What's the difference between iat, exp, and nbf?

iat (issued at) is when the token was created. exp (expiration) is when it stops being valid. nbf (not before) is the earliest moment the token becomes valid — usually equal to iat, but sometimes set further in the future for tokens that should activate later. A correctly-configured token has iat ≤ nbf ≤ now ≤ exp. If now is outside the [nbf, exp] window, the token should be rejected by any properly-implemented validator. All three are Unix timestamps in seconds.

Can I decode an expired JWT?

Yes. Decoding a JWT is just base64url-decoding the header and payload — no validation is required to read the contents. The expiration check only matters when a server is deciding whether to accept a token for an operation. This decoder will happily show you the contents of an expired token, with a red warning banner so you don't miss that it's expired.

What if my JWT has more than three parts?

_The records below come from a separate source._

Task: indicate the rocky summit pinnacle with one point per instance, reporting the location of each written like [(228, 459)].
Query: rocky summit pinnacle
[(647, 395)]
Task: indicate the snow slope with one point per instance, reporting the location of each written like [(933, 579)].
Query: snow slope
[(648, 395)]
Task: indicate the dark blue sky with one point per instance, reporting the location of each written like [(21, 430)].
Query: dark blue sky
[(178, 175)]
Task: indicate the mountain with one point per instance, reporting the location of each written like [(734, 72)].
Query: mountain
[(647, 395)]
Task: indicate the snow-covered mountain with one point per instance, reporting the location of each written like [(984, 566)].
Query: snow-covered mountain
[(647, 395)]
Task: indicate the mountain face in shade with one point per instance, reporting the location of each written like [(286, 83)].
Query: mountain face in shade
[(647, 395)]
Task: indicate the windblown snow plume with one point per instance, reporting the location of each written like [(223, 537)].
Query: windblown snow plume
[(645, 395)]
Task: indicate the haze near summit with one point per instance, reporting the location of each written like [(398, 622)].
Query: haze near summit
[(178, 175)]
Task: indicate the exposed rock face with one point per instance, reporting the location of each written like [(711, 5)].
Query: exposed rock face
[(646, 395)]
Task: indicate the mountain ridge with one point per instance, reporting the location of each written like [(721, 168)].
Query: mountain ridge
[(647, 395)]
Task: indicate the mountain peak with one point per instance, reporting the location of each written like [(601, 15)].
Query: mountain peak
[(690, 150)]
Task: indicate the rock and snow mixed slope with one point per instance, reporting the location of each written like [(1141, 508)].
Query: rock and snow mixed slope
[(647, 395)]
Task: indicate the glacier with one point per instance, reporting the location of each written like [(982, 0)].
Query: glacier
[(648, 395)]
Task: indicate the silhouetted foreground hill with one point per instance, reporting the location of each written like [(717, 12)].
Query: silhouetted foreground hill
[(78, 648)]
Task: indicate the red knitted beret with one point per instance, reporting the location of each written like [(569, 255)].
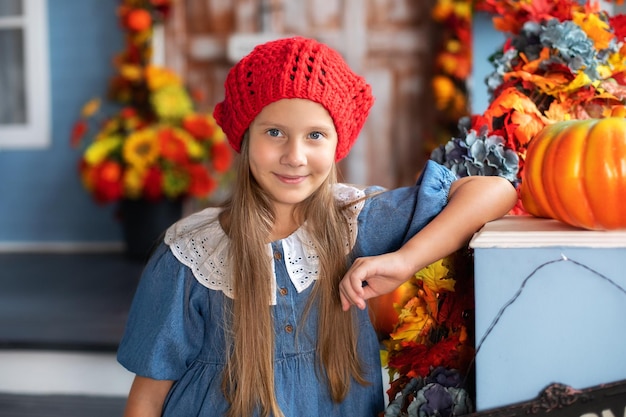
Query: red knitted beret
[(294, 68)]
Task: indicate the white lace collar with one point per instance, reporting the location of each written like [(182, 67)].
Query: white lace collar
[(199, 242)]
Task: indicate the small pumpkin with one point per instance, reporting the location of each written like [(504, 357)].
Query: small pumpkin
[(384, 309), (575, 172)]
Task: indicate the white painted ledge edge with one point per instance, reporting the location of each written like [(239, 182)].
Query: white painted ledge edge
[(532, 232)]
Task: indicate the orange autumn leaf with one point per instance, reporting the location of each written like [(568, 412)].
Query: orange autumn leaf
[(528, 125), (511, 99)]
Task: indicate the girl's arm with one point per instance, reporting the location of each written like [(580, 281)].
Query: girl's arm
[(146, 397), (473, 201)]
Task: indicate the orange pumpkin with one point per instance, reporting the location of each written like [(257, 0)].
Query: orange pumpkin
[(575, 172), (384, 309)]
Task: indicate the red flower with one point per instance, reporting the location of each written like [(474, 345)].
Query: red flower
[(618, 23), (221, 157), (153, 184), (172, 147), (198, 126), (138, 20), (201, 183)]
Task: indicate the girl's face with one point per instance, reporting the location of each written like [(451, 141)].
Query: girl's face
[(292, 146)]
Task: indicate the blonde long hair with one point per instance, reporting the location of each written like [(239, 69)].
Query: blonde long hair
[(247, 218)]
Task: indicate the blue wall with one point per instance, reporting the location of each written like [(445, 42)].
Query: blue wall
[(485, 41), (41, 198)]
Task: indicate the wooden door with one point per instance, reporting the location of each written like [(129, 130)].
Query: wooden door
[(386, 41)]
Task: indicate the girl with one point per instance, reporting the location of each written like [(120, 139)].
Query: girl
[(244, 310)]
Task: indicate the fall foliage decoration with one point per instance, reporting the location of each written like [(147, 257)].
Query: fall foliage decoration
[(154, 144)]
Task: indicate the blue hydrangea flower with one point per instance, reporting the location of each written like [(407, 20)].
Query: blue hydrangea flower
[(478, 154)]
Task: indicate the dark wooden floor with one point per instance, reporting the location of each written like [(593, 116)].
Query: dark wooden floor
[(65, 301), (12, 405)]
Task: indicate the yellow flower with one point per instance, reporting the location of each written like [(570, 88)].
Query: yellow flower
[(414, 322), (171, 102), (435, 277), (99, 150), (194, 149), (141, 148)]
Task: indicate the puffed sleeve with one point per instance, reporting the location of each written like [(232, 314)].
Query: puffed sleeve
[(390, 218), (164, 330)]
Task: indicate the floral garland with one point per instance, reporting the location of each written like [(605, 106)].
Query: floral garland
[(429, 352), (156, 145), (452, 68), (562, 60)]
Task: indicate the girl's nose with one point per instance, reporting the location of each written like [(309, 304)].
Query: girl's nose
[(294, 153)]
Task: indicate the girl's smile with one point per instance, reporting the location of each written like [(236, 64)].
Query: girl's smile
[(292, 150)]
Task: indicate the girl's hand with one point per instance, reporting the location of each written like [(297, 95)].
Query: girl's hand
[(372, 276)]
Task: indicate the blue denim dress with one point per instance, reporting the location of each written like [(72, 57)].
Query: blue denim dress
[(175, 326)]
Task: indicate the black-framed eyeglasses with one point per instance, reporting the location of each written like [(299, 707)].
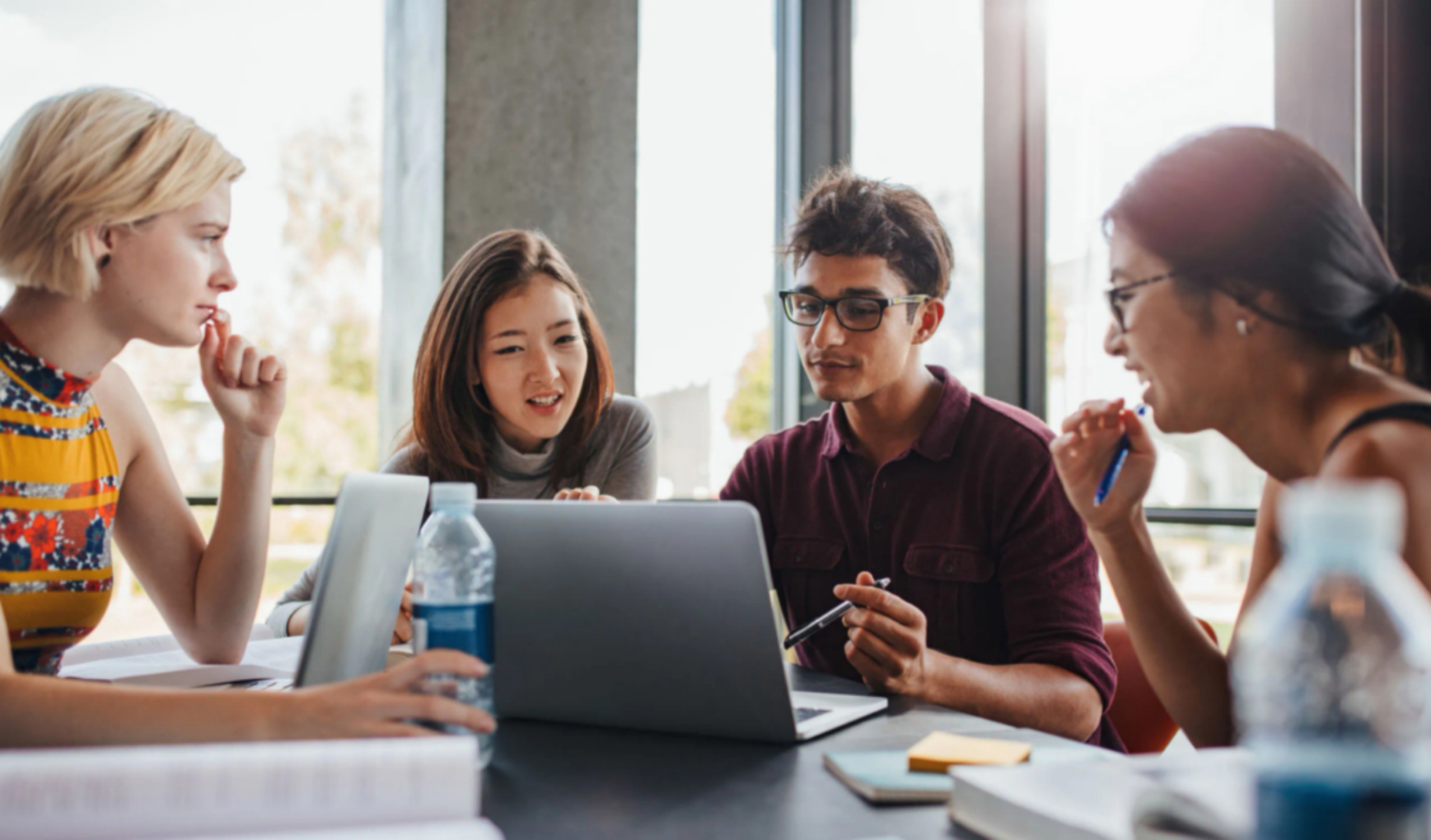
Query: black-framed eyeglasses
[(855, 314), (1120, 295)]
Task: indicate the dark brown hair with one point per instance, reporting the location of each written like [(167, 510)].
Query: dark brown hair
[(846, 215), (452, 420), (1247, 211)]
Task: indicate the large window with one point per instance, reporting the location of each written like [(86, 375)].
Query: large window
[(918, 119), (295, 91), (706, 229)]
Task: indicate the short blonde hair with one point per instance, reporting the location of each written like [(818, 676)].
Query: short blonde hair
[(98, 156)]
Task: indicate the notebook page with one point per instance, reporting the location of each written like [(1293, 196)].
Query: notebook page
[(174, 669), (231, 789), (145, 644)]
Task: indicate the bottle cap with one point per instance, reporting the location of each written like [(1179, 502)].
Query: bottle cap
[(452, 494), (1343, 520)]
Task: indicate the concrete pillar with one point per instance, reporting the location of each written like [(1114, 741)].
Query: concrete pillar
[(413, 266), (1317, 78), (539, 130)]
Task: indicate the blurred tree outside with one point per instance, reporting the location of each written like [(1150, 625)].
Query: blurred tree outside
[(747, 414), (327, 327)]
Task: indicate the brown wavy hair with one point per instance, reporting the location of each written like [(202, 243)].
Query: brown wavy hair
[(452, 420)]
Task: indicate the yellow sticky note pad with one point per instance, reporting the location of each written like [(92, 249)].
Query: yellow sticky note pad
[(938, 750)]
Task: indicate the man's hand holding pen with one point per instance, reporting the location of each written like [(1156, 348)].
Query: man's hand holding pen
[(887, 637)]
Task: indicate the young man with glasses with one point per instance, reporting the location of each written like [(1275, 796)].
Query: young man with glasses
[(994, 603)]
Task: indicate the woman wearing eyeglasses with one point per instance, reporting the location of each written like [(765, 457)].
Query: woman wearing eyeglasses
[(1251, 294), (513, 392)]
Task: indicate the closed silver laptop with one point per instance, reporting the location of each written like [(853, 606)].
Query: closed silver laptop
[(646, 616)]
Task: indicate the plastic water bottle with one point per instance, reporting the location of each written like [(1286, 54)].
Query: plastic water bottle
[(1332, 672), (452, 594)]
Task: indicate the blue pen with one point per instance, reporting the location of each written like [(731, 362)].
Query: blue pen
[(1116, 466)]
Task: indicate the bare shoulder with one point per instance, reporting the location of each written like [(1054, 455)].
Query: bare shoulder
[(130, 428), (1393, 448)]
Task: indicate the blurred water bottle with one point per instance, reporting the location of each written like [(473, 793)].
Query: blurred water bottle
[(452, 594), (1331, 672)]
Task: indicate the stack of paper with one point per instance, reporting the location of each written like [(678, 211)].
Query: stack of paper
[(169, 667), (1205, 796), (235, 789)]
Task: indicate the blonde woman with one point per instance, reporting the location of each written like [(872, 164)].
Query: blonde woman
[(114, 214)]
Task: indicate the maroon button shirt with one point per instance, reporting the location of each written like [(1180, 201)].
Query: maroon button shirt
[(971, 525)]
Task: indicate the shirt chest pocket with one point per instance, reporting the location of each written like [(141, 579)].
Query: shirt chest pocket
[(953, 564), (806, 573), (955, 587)]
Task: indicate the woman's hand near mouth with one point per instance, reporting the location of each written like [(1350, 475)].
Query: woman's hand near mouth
[(583, 494), (244, 383)]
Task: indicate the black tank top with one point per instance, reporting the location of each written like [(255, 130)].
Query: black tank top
[(1417, 412)]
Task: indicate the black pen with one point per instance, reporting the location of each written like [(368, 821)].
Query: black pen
[(827, 618)]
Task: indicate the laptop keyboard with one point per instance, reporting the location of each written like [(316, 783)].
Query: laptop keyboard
[(803, 715)]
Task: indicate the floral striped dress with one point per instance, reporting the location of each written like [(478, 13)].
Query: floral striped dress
[(59, 483)]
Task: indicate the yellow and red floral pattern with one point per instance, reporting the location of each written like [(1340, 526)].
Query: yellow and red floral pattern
[(59, 483)]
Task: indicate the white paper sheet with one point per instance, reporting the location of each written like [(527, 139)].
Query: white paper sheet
[(174, 669), (237, 789), (457, 830), (91, 651)]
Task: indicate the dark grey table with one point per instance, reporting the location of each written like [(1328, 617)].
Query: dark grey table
[(554, 780)]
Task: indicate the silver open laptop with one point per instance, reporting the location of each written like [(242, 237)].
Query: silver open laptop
[(359, 577), (650, 617)]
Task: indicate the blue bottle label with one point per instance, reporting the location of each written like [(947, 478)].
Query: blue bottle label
[(462, 627)]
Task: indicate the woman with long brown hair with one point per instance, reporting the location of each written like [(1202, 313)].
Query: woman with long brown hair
[(513, 391), (1251, 294)]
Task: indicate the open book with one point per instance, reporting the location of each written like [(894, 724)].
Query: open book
[(427, 786), (158, 661), (1206, 796)]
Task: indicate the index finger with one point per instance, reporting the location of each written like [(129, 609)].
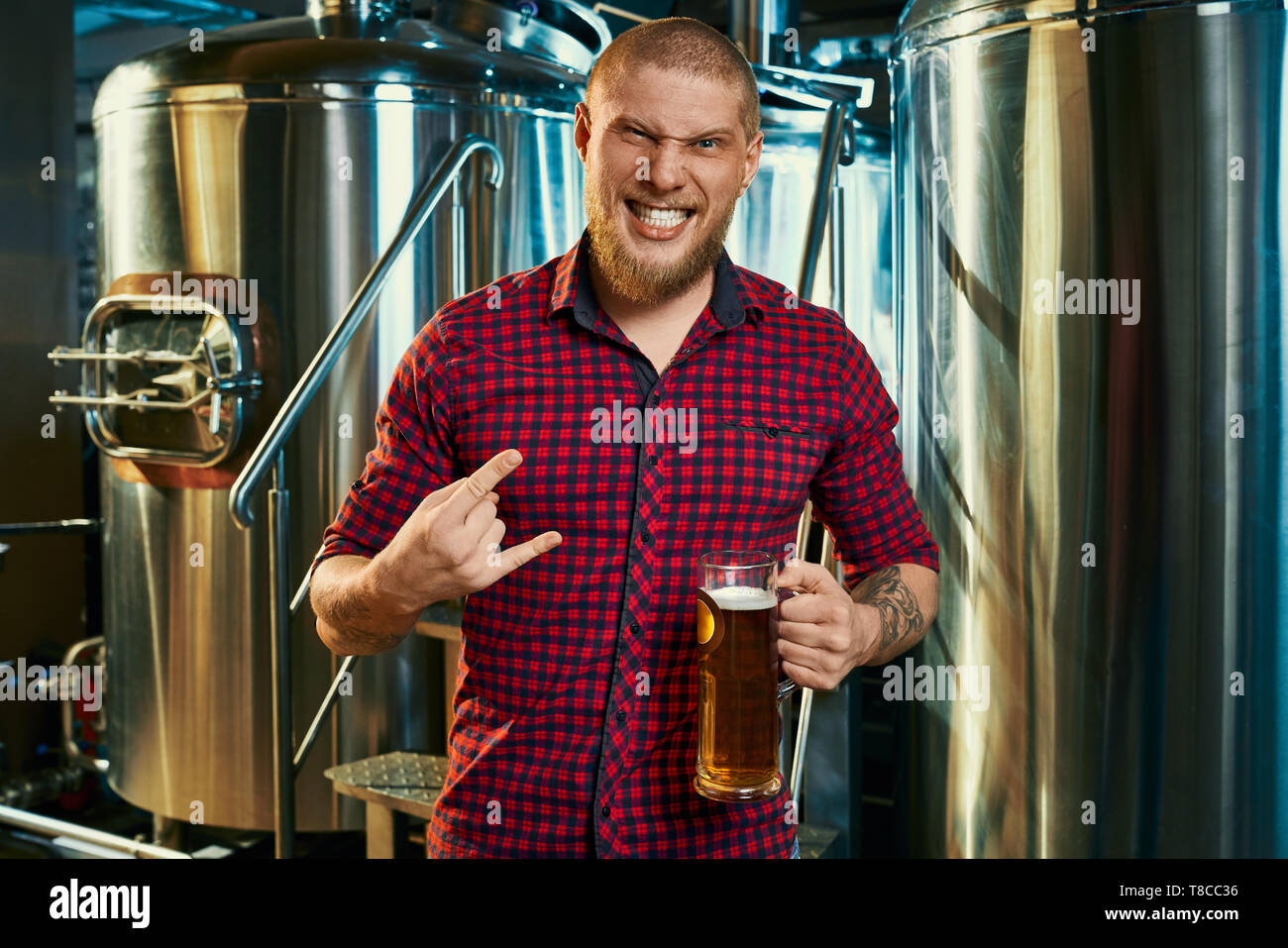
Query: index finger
[(480, 484)]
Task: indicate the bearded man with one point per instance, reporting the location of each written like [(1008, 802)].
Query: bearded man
[(612, 415)]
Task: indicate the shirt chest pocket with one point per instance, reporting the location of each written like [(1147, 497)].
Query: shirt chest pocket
[(759, 467)]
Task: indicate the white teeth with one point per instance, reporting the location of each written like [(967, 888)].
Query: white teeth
[(655, 217)]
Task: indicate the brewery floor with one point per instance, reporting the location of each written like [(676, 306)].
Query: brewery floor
[(121, 819)]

If you have a token with five parts separated by dots, that's actually a JWE (JSON Web Encryption) token, not a JWT (JSON Web Signature). JWE tokens are encrypted, meaning their contents are unreadable without the decryption key. This decoder is for JWS-format JWTs only — three parts: header.payload.signature. For JWE you'd need a tool with access to the appropriate decryption key, which is beyond what a public browser-based decoder can do safely.

Why does the payload show binary or weird characters?

Most JWT payloads are JSON — but the spec doesn't strictly require it. Some implementations use compressed payloads (like CBOR, MessagePack, or zip-deflated JSON) inside JWTs for size reasons. If the payload doesn't decode as valid JSON, the tool will show you the raw decoded bytes so you can see what's there, but it can't pretty-print non-JSON content. For compressed payloads, you'd need to know the compression scheme to decode further.

How do I decode JWTs in my own code?

The decoding is just base64url decoding the first two segments and parsing the result as JSON. The article above has the same one-liner pattern in 8 languages. For verification (which requires the signing key), use a maintained library — don't roll your own signature check.